Number Of Ingredients 15

1 cup chopped fresh parsley
1 cup chopped fresh cilantro
1/4 cup grated onion
3 tablespoons lemon juice
2 tablespoons olive oil
1 tablespoon ground cumin
1 tablespoon ground coriander
1 tablespoon paprika
1 tablespoon cider vinegar
1 tablespoon ketchup
2 garlic cloves, minced
1 teaspoon minced fresh gingerroot
1 teaspoon Thai red chili paste
1 Dash salt and pepper
2 pounds beef top sirloin steak, cut into 1-inch pieces

Steps:

  • 1. In a large resealable plastic bag, combine the parsley, cilantro, onion, lemon juice, oil, cumin, coriander, paprika, vinegar, ketchup, garlic, ginger, chili paste, salt and pepper; add beef.
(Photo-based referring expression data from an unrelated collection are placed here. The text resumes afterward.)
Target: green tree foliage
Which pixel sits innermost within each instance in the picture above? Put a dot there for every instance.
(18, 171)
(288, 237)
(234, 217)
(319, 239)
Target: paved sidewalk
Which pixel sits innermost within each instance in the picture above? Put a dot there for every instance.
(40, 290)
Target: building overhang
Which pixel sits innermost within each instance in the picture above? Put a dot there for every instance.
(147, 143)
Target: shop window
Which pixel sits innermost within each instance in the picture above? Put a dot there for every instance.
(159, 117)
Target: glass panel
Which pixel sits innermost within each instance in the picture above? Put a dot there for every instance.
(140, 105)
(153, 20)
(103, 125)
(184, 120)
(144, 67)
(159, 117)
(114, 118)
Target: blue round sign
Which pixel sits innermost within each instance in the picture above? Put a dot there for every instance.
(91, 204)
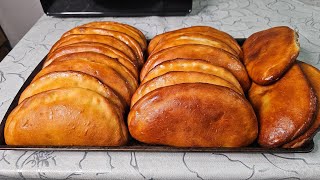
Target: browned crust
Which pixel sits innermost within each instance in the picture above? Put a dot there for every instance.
(131, 42)
(192, 65)
(125, 28)
(109, 40)
(176, 77)
(100, 71)
(193, 38)
(200, 29)
(313, 75)
(270, 53)
(106, 61)
(65, 79)
(210, 54)
(94, 47)
(55, 118)
(285, 109)
(193, 115)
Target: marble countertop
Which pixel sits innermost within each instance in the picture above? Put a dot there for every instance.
(239, 18)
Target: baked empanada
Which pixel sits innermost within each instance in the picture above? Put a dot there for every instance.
(268, 54)
(284, 109)
(193, 115)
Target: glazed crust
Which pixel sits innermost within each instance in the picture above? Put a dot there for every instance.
(222, 36)
(192, 65)
(54, 118)
(132, 43)
(193, 38)
(313, 75)
(213, 55)
(172, 78)
(104, 73)
(56, 80)
(106, 61)
(270, 53)
(108, 40)
(124, 28)
(193, 115)
(94, 47)
(285, 109)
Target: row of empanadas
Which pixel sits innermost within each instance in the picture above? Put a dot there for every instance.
(284, 93)
(83, 91)
(192, 92)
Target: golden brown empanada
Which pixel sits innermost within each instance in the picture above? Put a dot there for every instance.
(284, 109)
(213, 55)
(132, 43)
(193, 115)
(56, 80)
(66, 117)
(268, 54)
(192, 65)
(172, 78)
(313, 75)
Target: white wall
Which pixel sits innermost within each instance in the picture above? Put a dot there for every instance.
(18, 16)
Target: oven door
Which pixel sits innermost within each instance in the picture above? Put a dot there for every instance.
(122, 8)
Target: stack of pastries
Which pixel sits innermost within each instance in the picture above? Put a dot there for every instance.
(284, 92)
(192, 92)
(198, 88)
(81, 95)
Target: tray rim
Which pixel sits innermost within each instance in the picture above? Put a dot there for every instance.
(137, 146)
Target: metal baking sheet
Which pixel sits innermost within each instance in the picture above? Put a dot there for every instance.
(134, 145)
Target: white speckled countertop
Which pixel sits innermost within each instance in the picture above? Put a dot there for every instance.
(239, 18)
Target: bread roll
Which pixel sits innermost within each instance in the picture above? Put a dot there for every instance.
(285, 109)
(192, 38)
(106, 61)
(313, 75)
(270, 53)
(172, 78)
(132, 43)
(109, 40)
(124, 28)
(192, 65)
(104, 73)
(193, 115)
(213, 55)
(61, 117)
(94, 47)
(222, 36)
(56, 80)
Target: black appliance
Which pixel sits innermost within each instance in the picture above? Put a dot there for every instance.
(117, 8)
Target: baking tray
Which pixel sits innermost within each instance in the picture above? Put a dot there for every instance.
(134, 145)
(116, 8)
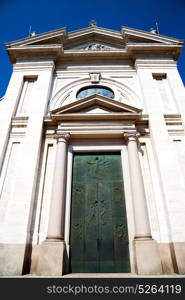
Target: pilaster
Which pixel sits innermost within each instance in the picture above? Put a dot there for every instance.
(171, 219)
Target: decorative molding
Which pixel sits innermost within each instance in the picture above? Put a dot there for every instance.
(62, 136)
(95, 47)
(95, 77)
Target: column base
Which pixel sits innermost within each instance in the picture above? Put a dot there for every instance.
(147, 257)
(48, 258)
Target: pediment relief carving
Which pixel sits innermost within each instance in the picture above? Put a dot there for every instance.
(95, 46)
(96, 104)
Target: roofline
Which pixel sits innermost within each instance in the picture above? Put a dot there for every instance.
(117, 34)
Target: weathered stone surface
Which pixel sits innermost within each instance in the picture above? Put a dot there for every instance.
(47, 259)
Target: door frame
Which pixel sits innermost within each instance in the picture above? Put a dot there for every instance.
(101, 147)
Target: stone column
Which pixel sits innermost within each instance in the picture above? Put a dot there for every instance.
(48, 258)
(142, 226)
(147, 255)
(57, 214)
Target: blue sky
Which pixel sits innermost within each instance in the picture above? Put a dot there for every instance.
(16, 16)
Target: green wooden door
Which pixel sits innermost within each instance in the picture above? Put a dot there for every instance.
(99, 237)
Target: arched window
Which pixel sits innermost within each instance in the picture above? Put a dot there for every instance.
(99, 90)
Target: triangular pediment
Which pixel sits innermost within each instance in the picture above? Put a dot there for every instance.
(94, 41)
(96, 104)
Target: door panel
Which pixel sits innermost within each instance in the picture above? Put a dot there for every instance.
(99, 237)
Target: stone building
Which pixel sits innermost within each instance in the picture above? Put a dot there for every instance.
(92, 155)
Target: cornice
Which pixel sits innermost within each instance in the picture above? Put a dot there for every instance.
(159, 45)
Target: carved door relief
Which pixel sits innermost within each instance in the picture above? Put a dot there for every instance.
(99, 236)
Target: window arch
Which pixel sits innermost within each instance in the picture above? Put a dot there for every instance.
(99, 90)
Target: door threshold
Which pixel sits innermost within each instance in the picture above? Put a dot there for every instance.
(99, 275)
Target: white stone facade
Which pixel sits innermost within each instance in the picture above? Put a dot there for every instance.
(40, 111)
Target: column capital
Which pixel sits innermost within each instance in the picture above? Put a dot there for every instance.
(62, 136)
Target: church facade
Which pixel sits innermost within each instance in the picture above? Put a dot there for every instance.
(92, 155)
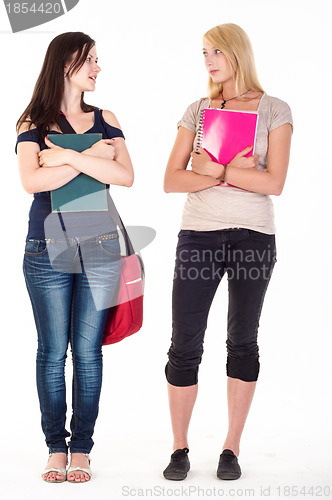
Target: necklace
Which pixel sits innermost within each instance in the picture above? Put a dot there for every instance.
(226, 100)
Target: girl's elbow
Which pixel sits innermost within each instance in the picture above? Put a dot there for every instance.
(129, 180)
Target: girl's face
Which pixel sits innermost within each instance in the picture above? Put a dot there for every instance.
(216, 64)
(84, 80)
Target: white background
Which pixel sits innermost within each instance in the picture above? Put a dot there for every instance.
(152, 69)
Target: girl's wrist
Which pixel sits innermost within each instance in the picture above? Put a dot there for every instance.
(222, 174)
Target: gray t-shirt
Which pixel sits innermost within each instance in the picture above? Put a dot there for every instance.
(221, 207)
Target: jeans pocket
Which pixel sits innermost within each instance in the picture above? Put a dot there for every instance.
(110, 247)
(35, 247)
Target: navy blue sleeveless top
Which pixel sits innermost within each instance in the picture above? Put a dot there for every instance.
(79, 223)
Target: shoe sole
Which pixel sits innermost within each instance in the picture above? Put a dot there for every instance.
(229, 475)
(174, 476)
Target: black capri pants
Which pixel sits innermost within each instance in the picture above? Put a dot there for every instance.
(202, 258)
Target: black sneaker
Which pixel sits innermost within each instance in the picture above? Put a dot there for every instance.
(178, 466)
(228, 467)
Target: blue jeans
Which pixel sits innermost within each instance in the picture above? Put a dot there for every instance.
(71, 282)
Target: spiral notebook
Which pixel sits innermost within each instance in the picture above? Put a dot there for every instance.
(223, 133)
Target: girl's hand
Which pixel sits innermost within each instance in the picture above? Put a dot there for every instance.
(103, 149)
(241, 161)
(201, 163)
(55, 156)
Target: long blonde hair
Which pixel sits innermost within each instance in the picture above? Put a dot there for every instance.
(234, 42)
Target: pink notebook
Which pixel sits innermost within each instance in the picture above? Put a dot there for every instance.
(224, 133)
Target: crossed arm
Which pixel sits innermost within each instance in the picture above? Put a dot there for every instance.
(241, 171)
(107, 161)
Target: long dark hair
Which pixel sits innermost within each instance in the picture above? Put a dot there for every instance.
(44, 107)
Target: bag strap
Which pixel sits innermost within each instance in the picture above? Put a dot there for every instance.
(66, 128)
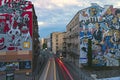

Seal bag and turn to coat; refrigerate for 8 hours or overnight. 2. Drain and discard marinade. On eight metal or soaked wooden skewers, thread beef cubes. Moisten a paper towel with cooking oil; using long-handled tongs, lightly coat the grill rack. 3. Grill beef, covered, over medium-hot heat or broil 4 in. from the heat for 8-12 minutes or until meat reaches desired doneness, turning occasionally. Yield: 8 servings. 4. 1 kabob equals 185 calories, 9 g fat (3 g saturated fat), 63 mg cholesterol, 91 mg sodium, 3 g carbohydrate, 1 g fiber, 22 g protein. Diabetic Exchanges: 3 lean meat, 1/2 fat.